For a cut and paste Class template with POD and a cosntructor: Class template


There is a exception to the rule. When defining new feature types whcih uses SO terms, the class name should be all caps For eg. When creating a new feature of type sequence_variant. The class name would be

  Modware::Feature::SEQUENCE_VARIANT;

Compile test

All classes should compile cleanly without warnings.

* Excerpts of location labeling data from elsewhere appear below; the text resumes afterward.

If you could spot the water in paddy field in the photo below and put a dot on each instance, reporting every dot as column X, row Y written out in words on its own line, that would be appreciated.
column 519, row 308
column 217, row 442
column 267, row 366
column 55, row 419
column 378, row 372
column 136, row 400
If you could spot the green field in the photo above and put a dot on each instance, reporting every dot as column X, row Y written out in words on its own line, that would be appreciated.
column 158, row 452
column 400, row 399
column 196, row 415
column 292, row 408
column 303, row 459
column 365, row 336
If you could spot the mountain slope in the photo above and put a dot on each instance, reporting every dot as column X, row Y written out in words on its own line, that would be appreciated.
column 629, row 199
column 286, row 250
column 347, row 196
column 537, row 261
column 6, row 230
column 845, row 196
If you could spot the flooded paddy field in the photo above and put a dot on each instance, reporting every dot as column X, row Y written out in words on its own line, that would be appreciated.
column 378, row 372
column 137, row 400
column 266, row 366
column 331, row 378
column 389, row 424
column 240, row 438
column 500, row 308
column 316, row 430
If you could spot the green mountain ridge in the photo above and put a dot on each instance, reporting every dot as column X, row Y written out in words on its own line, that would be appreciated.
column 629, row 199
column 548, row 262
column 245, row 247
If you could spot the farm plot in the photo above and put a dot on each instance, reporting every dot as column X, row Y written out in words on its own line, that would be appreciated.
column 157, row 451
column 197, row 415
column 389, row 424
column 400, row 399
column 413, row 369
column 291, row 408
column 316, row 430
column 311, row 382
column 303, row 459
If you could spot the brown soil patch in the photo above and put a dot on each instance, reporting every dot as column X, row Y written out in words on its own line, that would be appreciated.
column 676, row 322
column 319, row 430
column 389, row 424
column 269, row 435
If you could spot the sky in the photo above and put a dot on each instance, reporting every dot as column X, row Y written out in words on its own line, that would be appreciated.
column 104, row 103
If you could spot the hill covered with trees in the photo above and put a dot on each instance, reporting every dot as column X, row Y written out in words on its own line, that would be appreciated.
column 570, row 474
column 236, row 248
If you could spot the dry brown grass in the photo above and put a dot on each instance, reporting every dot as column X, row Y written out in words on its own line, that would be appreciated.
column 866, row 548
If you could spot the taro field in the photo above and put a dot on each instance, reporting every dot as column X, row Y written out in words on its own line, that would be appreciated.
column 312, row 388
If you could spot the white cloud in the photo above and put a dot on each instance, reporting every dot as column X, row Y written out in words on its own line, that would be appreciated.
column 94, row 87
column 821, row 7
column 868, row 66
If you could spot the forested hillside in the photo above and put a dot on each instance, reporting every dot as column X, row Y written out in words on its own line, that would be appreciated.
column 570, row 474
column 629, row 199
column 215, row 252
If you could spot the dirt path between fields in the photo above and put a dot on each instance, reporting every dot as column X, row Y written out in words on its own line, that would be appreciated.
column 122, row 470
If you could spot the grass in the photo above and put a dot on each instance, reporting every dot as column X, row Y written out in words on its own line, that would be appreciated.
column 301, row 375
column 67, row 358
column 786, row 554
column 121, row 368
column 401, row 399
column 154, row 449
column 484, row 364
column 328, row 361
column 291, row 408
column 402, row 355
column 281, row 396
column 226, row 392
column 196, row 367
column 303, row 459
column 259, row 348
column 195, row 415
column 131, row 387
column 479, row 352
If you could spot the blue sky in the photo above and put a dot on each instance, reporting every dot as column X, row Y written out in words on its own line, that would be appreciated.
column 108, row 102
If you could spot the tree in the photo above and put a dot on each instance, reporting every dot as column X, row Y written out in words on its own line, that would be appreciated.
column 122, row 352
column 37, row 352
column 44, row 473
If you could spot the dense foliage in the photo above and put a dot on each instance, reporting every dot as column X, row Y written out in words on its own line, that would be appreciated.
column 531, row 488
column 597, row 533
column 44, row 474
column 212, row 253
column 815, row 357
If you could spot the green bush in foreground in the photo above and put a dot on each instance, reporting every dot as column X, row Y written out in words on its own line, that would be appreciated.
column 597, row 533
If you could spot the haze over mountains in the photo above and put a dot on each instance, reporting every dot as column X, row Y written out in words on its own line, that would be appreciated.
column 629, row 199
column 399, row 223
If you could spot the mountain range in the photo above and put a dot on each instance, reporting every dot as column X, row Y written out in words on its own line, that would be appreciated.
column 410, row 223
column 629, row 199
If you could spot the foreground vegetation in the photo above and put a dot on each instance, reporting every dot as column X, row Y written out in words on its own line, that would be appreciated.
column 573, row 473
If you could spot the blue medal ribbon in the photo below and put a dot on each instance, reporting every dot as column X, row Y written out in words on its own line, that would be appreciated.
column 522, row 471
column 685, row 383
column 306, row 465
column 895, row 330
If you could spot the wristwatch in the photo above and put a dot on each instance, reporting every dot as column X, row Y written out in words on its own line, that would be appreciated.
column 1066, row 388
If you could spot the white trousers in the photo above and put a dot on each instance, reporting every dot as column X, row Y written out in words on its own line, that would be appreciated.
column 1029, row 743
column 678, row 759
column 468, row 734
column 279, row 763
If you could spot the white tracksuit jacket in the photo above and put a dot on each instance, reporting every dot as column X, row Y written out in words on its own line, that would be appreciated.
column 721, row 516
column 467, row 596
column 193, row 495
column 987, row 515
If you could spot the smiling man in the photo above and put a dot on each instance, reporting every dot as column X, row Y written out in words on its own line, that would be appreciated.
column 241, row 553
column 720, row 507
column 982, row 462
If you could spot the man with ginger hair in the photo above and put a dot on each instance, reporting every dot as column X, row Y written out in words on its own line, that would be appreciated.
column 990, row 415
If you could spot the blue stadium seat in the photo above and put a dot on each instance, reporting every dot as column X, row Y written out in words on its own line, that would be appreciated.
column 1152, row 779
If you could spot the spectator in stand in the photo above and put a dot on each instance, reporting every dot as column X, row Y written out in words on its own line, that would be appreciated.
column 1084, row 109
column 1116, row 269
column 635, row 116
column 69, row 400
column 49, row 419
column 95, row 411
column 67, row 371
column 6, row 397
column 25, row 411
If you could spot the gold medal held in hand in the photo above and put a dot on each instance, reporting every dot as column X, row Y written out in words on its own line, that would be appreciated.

perl -w -e "use New::Class;"

should result in no warnings.

Named arguments

Writing a constructor (or method) with named arguments

We have implemented the _rearrange method from bioperl which allows for case insensitive. Passing an array ref of argument names returns an array of values from the object that can be assigned to variables with code similar to the following:

    my ( $genotype_id, $name, $description, $mutant_type_id ) =
      $self->_rearrange( [qw( GENOTYPE_ID NAME DESCRIPTION MUTANT_TYPE_ID)],
        @args );

Calling a function with named arguments

Although we have case insensitive argument passing (when the _rearrange method is used), argument names should be lower case for code consistency:

my $genotype = new dicty::Genetics::Genotype(
    -name           => "Fake Strain",
    -description    => "This is a null mutant",
    -mutant_type_id => 500
);


Code formatting

Refer to 'Perl Best Practices' The things that we have read and understood and will implement are:

  • Use PerlTidy. There is a common .perltidyrc that is distributed and you should use. PerlTidy should be linked into your text editor so it can be run OFTEN AND EASILY. This will automatically set whitespace and line break conventions.
  • Code Chunking. Read this section in 'Perl Best Practices'. Adopt this habit and use it always.
  • Whitespace: No tabs, only spaces. If you use PerlTidy, this will all be taken care of for you.

These two techniques alone will make our code more uniform and easy to follow.

Method/Function/Variable names

We favor function names with words separated by underscores:

# in Modware we do NOT LIKE camelCasing:
$someObject->someMethod(); # bad 
$SomeObject->SomeMethod(); # bad 

# but we favor this
$some_object->some_method(); # good

Documentation

We will use (Plain Old Documentation) POD style documentation. The Benefits of documenting the code with POD is that we can generate HTML pages displaying our object interface similar to the way the BioPerl project does. By following the guidelines on this page, we will have a consistently documented code base which makes efficient code sharing possible.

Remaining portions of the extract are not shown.